Tyler Miller heads to Tokyo having experienced both the highs and lows of the Paralympics.
Back in 2012, the Kitchener native was part of Canada’s wheelchair basketball squad that beat Australia by six points to win the gold medal in London, England.
It was the glory days for the Canucks, who captured three Paralympic gold medals and one silver in a 12-year span ending in London.
“I remember the fans,” said Miller. “We played in the O2 Centre. To have that place rocking and fans screaming and family and friends in the crowd was such an amazing experience.”
Four years later, at the Rio Summer Games, Canada was winless in round-robin action and finished 11th out of a dozen teams.

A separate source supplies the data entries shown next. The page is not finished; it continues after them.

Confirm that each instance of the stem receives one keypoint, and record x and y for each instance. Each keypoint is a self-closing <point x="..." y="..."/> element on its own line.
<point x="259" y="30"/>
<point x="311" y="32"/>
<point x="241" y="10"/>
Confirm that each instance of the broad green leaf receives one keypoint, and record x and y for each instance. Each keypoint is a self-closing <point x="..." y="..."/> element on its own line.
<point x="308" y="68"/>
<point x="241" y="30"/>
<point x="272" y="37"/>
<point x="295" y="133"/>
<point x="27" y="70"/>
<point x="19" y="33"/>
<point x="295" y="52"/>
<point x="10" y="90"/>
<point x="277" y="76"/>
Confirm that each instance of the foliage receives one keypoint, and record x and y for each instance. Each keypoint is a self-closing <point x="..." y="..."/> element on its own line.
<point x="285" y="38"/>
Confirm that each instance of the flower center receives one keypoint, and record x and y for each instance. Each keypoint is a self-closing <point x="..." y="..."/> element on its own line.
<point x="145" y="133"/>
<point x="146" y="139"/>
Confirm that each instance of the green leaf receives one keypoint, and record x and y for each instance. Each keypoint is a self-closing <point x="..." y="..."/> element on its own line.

“It humbled us,” said the 37-year-old Canadian Cypriot. “We could have been a lot better.”
But such is the nature of wheelchair basketball where, Miller says, on any given day eight to 10 teams are capable of knocking off a favourite.
The veteran is hoping for some redemption his third time around at the Paralympics in Tokyo, which run from Aug. 24 to Sept. 5. Miller has been practising with the Canadian side for about the past six months and flies to Japan with the team on Friday.

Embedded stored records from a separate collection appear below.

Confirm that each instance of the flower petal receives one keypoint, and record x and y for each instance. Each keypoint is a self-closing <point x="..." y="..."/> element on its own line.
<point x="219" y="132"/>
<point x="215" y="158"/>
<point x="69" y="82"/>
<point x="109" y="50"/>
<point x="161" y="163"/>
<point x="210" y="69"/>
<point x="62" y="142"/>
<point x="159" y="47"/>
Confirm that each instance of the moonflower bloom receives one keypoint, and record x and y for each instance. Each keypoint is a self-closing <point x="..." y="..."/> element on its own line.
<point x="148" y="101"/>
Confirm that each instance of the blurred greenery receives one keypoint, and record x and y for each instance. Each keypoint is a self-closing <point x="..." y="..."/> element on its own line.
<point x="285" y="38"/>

“I think we have podium potential,” he said. “Now it’s on us. We’ve put the time in, we’ve had support and we’ve been lucky to centralize since May.”

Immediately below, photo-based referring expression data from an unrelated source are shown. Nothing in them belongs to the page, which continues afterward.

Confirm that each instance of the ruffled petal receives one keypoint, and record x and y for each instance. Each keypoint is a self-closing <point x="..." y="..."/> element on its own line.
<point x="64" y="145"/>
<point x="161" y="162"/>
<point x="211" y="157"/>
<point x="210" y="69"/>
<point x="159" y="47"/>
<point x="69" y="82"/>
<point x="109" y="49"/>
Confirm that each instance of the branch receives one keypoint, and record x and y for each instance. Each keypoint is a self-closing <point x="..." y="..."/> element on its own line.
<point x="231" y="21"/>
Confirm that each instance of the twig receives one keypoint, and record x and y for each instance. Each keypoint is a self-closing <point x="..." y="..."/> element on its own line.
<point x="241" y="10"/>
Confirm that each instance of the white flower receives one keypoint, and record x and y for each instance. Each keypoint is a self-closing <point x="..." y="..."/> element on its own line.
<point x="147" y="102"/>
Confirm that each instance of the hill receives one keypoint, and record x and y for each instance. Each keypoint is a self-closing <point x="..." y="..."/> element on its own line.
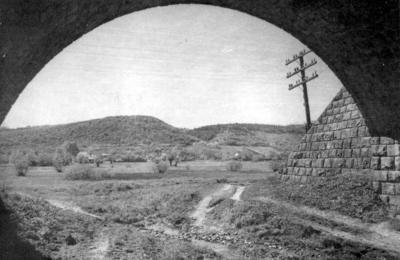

Miller severed his spinal cord after a crane holding a steel rack fell on him while working at Conestogo Cold Storage in 2007. He took up wheelchair basketball soon after and played with the Twin City Spinners before joining the national program three years later.
A lot has changed since his Paralympic debut.
Off the court, he has since married girlfriend Eva Papadopoulos and now lives in Waterloo. On the court, the play is way faster and there is more parity among countries.
Miller has also gone from the new kid to one of the team’s leaders.
“Once you’ve been there and won, you don’t carry that same pressure with you everywhere you go,” he said. “I have an idea of what’s involved.”
But this Paralympics will be different due to COVID-19.
Players have had three rapid tests for the virus per week while training and need two negative tests before leaving for Japan. The team has also limited its social circle and players have a variety of apps on their phones to help keep them safe.
And, of course, there won’t be any supporters in the stands.
“We have to temper expectations in that regard,” he said. “We’re not going to have the energy from the fans to lift us up in games. We’re going to have to do it for each other.”